Senna (Cassia angustifolia Vahl.) is a world's natural laxative medicinal plant. Laxative properties are due to sennosides (anthraquinone glycosides) natural products. However, little genetic information is available for this species, especially concerning the biosynthetic pathways of sennosides. We present here the transcriptome sequencing of young and mature leaf tissue of Cassia angustifolia using Illumina MiSeq platform that resulted in a total of 6.34 Gb of raw nucleotide sequence. The sequence assembly resulted in 42230 and 37174 transcripts with an average length of 1119 bp and 1467 bp for young and mature leaf, respectively.

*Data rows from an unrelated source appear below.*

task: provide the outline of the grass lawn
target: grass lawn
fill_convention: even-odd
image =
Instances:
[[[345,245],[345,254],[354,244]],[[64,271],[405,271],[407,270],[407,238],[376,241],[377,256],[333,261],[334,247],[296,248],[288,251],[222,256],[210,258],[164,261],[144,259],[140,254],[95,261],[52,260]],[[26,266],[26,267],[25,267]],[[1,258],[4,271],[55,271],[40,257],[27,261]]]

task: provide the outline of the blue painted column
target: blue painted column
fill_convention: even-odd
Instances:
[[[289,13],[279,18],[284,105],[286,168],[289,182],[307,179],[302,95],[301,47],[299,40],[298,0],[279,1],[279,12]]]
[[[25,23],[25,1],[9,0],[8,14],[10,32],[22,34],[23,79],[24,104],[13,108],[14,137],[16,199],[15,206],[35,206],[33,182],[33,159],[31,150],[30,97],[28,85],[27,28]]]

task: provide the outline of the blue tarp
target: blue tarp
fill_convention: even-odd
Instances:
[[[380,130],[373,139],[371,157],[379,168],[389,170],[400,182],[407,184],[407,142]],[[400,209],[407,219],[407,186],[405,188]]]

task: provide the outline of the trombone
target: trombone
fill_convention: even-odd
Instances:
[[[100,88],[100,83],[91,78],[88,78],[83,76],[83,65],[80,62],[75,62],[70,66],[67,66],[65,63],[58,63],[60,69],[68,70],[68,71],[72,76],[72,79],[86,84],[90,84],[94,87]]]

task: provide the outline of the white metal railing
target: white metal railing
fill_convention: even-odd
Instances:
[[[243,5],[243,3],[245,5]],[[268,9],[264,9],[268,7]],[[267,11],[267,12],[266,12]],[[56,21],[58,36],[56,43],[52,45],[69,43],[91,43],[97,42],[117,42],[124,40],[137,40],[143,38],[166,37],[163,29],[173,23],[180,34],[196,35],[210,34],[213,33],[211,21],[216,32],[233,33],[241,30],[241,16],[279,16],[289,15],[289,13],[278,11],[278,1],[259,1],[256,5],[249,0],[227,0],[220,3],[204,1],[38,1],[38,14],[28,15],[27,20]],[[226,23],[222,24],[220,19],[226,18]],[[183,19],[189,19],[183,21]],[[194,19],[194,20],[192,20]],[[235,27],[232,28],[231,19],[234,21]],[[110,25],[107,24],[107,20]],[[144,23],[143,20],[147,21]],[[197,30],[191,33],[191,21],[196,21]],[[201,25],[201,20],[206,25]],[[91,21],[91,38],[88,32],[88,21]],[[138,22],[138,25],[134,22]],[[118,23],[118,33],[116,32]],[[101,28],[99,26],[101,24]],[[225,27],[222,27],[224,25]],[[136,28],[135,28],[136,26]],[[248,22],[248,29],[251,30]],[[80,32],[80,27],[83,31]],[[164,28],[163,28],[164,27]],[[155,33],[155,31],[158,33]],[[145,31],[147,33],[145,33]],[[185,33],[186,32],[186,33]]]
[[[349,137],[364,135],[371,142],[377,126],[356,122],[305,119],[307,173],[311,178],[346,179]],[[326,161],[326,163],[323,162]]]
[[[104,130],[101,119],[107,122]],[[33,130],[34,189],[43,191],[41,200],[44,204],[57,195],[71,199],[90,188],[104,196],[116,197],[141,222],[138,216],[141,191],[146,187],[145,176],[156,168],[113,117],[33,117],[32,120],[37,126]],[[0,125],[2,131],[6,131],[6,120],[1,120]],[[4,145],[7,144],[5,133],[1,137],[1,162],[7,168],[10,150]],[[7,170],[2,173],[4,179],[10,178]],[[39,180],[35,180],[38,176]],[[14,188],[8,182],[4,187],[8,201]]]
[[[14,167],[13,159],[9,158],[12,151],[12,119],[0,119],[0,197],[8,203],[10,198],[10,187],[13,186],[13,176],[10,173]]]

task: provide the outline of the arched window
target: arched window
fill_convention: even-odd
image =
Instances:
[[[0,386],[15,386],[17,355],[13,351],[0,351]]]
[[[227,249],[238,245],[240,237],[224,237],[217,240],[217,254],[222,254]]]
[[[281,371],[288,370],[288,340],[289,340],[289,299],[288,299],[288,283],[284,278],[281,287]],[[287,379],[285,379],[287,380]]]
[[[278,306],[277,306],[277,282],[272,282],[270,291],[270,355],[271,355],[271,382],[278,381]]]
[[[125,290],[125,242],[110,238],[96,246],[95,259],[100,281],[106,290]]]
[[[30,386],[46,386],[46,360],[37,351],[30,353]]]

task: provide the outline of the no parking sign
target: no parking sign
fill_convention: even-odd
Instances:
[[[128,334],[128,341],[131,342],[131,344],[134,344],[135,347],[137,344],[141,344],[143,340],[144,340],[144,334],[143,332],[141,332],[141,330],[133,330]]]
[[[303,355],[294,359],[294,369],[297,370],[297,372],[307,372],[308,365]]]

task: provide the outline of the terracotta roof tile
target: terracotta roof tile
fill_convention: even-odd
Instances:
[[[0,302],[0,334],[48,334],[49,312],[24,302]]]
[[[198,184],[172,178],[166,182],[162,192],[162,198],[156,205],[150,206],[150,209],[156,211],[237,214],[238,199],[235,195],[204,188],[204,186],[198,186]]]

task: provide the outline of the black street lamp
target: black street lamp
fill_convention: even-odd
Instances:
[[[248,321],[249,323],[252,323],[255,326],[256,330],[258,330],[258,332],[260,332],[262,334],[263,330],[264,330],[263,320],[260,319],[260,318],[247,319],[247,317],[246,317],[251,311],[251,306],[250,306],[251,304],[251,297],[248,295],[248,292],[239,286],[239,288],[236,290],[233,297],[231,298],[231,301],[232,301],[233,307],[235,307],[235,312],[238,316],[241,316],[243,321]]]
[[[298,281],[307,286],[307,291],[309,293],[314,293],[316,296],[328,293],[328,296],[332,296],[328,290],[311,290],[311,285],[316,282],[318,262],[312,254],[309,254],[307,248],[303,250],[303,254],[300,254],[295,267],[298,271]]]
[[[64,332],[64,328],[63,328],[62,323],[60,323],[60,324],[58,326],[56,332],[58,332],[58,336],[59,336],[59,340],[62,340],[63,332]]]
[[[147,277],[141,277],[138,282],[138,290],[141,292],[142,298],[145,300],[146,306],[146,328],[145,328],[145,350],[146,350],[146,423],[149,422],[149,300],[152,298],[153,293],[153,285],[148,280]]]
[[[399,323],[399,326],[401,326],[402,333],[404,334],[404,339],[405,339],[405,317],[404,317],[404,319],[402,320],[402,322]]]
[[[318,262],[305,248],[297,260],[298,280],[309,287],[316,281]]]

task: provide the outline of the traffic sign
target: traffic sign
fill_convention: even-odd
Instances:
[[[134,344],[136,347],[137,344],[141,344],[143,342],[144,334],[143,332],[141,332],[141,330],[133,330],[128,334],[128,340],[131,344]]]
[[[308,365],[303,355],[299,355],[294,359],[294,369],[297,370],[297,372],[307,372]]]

The transcripts were annotated using NCBI BLAST with 'green plant database (txid 33090)', Swiss Prot, Kyoto Encylcopedia of Genes & Genomes (KEGG), Cluster of Orthologous Gene (COG) and Gene Ontology (GO). Out of the total transcripts, 40138 (95.0%) and 36349 (97.7%) from young and mature leaf, respectively, were annotated by BLASTX against green plant database of NCBI. We used InterProscan to see protein similarity at domain level, a total of 34031 (young leaf) and 32077 (mature leaf) transcripts were annotated against the Pfam domains. All transcripts from young and mature leaf were assigned to 191 KEGG pathways. There were 166 and 159 CDS, respectively, from young and mature leaf involved in metabolism of terpenoids and polyketides. Many CDS encoding enzymes leading to biosynthesis of sennosides were identified. A total of 10,763 CDS differentially expressing in both young and mature leaf libraries of which 2,343 (21.7%) CDS were up-regulated in young compared to mature leaf. Several differentially expressed genes found functionally associated with sennoside biosynthesis. CDS encoding for many CYPs and TF families were identified having probable roles in metabolism of primary as well as secondary metabolites. We developed SSR markers for molecular breeding of senna. We have identified a set of putative genes involved in various secondary metabolite pathways, especially those related to the synthesis of sennosides which will serve as an important platform for public information about gene expression, genomics, and functional genomics in senna.